On reste perplexe,le Soudan est endetté pour #24Mds de $ aupres du Club de Paris,on se demande -pourquoi la F est si généreuse alors que sa dette est abyssale-quelles sont les contreparties rendant l'opération rentable-Pourquoi c'est prioritaire,ce pays n'ayant aucun lien majeur. https://t.co/deF5GQvk3w
— Pillod jean christian (@PillodC) May 17, 2021
La souveraineté du Soudan mise à mal
Il s’agit là de la pire catastrophe socioéconomique dans l’Histoire du pays. Le putschiste et actuel président Abdel Fattah Abdelrahmane al-Burhan semble toutefois satisfait. Il a d’ailleurs annoncé être « fier de pouvoir compter sur l’aide des institutions financières, des Nations unies et des pays de l’Union européenne ». En marge du Sommet de paris sur les économies africaines, al-Burhan avait annoncé que le Soudan devait régler son souci de dette « pour arrêter l’inflation ». Toutefois, si la liquidation de la dette s’accompagne d’une explosion des prix de la vie courante, le Soudan a-t-il pris la bonne direction ?
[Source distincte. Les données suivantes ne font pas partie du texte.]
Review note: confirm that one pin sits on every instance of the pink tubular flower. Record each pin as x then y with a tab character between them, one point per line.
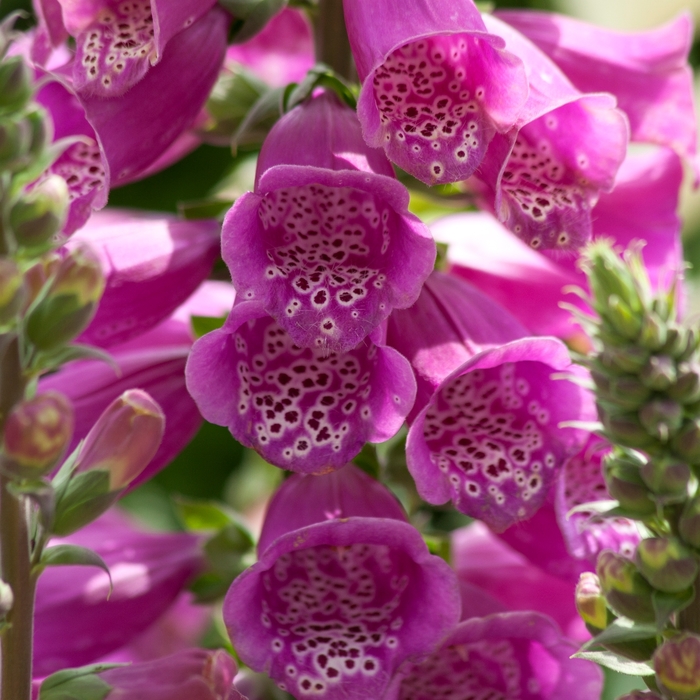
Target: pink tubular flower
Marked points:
339	597
436	85
154	361
325	242
281	53
78	621
302	409
486	432
514	656
151	265
528	283
546	173
647	71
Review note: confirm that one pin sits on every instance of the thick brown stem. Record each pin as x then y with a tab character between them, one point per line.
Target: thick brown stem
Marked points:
331	39
16	571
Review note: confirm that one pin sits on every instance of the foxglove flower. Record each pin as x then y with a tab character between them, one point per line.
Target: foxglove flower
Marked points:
154	361
546	174
325	242
529	283
436	85
302	409
339	597
78	621
151	265
647	71
485	433
281	53
485	563
514	656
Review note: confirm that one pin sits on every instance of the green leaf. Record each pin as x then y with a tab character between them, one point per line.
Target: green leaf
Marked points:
201	325
616	662
77	684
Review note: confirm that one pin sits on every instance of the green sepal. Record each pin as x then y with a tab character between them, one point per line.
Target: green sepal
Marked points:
201	325
615	662
77	684
665	604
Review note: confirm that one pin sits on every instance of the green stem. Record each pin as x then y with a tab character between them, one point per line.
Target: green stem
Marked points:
16	571
331	39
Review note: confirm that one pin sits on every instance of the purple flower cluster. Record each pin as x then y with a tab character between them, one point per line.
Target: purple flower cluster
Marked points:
339	331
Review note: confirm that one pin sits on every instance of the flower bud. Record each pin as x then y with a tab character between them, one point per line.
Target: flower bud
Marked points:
659	373
624	482
686	443
36	434
40	214
666	564
12	290
15	84
689	523
662	418
625	589
70	303
666	478
677	666
124	438
590	602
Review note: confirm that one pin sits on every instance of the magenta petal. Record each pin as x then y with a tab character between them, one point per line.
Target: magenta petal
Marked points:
647	71
281	53
332	609
301	408
303	500
436	85
508	655
136	128
151	266
77	621
490	438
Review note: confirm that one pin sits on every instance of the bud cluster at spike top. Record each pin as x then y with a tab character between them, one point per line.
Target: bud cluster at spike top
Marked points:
475	553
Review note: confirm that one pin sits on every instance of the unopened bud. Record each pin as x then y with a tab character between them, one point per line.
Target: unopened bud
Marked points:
653	334
36	434
70	303
124	438
15	84
626	591
659	373
40	214
677	666
590	601
625	484
662	418
667	479
12	290
686	442
666	564
689	523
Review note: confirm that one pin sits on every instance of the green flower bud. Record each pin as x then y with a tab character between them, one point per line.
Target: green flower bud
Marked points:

Quant à la gouvernance du Conseil de souveraineté soudanais, dont al-Burhan est président, elle est hautement critiquable sur tous les autres plans. Au niveau financier, la mauvaise gestion est claire et nette. Les libertés individuelles, elles, ne cessent de se dégrader. Sans oublier la crise énergétique, la famine, la répression politique et l’insécurité. La souveraineté diplomatique du Soudan devrait elle aussi pâtir de la situation, l’effacement d’une partie de la dette rendant généralement les pays dépendants des institutions internationales.
Au niveau diplomatique, le Soudan pèse de moins en moins sur l’échiquier américain. Pire, depuis la négociation des accords d’Abraham, le pays est désormais boycotté par les pays arabo-musulmans, à l’exception de l’Arabie saoudite qui a généreusement offert 2,7 milliards de dollars au Soudan en mai. Les seuls alliés sur lesquels al-Burhan peut désormais compter sont l’Egypte, la France et Israël. Et par l’intermédiaire du Club de Paris et de son « cadeau », les Occidentaux vont pouvoir gérer indirectement le Soudan, redevable d’une grande partie de sa dette.